Les protocoles basés sur l’unité permettent de taguer une œuvre spécifique par des balises de métadonnées informant le crawler du souhait du créateur de se retirer de la formation de l’IA. Par exemple, une image est taguée avec des métadonnées qui incluent des détails sur l’origine du contenu et les restrictions d’utilisation — comme « non pour la formation de l’IA ». Contrairement aux signaux basés sur la localisation, les balises de métadonnées peuvent être attachées à une œuvre spécifique, ce qui donne au créateur individuel plus de contrôle.

Pour relever le défi ci-dessus, le code contient un engagement supplémentaire à faire des efforts pour identifier les protocoles qui ont soit résulté d’un processus de normalisation intersectoriel — visant à atteindre un protocole unifié pour la réservation des droits — soit qui sont « à la pointe de la technologie et largement adoptés par les détenteurs de droits ». Cela signifie que les mécanismes de retrait moins courants ou nouvellement introduits peuvent ne pas nécessairement être suivis, sauf s’ils deviennent des normes de l’industrie. Bien que la directive DSM ne limite pas les moyens lisibles par machine pouvant être utilisés pour exprimer le retrait, la proposition de suivre des protocoles « à la pointe de la technologie » pourrait contribuer à un processus de normalisation plus rapide.

Le code encourage les signataires à soutenir les efforts de normalisation et à engager des discussions pour développer des normes appropriées et lisibles par machine pour exprimer les droits de réservation.
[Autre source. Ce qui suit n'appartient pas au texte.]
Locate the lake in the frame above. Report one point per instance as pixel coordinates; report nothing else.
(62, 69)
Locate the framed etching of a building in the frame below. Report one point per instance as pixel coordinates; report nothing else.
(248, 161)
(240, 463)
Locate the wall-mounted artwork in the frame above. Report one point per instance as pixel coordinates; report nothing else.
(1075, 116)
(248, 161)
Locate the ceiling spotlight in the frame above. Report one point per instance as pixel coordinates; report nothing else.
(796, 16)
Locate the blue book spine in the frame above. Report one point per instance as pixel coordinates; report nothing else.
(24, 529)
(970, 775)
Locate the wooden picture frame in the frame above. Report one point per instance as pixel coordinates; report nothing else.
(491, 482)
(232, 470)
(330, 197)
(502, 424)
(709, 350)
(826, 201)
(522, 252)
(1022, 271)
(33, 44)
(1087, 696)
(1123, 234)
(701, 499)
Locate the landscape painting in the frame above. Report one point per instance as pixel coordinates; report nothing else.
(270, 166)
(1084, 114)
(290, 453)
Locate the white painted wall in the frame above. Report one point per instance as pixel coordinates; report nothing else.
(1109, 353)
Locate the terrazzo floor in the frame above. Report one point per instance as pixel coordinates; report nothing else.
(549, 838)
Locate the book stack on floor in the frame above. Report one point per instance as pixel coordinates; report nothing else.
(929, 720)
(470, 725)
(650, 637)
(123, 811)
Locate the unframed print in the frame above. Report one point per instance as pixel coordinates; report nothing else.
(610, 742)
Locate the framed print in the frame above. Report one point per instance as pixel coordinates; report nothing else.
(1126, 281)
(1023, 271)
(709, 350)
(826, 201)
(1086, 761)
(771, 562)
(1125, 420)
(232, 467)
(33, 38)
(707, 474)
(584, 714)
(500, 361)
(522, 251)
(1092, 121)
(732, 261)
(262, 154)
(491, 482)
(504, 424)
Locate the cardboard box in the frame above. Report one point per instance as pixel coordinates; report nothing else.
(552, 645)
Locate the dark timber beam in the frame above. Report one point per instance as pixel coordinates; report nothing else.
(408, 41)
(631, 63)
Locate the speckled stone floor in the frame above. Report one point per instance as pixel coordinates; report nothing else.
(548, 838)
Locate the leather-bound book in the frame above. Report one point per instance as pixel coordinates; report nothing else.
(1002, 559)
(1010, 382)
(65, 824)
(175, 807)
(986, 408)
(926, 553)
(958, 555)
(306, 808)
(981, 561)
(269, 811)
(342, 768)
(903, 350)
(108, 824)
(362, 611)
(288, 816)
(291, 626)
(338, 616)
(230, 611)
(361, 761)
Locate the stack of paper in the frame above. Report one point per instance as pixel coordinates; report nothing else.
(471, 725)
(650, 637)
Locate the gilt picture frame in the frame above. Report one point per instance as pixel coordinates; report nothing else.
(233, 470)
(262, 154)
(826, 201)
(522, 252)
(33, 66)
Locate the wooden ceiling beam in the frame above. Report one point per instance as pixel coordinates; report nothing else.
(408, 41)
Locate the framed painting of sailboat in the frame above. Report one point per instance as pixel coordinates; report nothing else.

Cet engagement serait un grand pas en avant, soutenant les efforts tant attendus de concevoir et de mettre en œuvre un protocole unifié pour réserver les droits d’auteur en vertu de la directive DSM.

Risques d’un protocole unifié pour la réservation des droits

Bien qu’un protocole de retrait unifié puisse être un rêve devenu réalité pour les grands fournisseurs d’IA, il n’est pas sans risques potentiels. Si les fournisseurs d’IA à usage général ne suivent que les protocoles largement adoptés, d’autres — souvent très bonnes solutions — pourraient disparaître du marché. Cela pourrait également entraîner un choix limité pour les auteurs qui pourraient préférer utiliser une option différente pour protéger leurs œuvres.

Les exigences en matière de droits d’auteur de la loi sur l’IA ont également un effet extraterritorial. Ainsi, l’obligation d’avoir une politique de conformité en matière de droits d’auteur s’appliquera à tout fournisseur d’IA à usage général mettant son produit sur le marché de l’UE, peu importe où la formation a eu lieu. Ces fournisseurs pourraient également être tenus de suivre le protocole unifié, une fois convenu.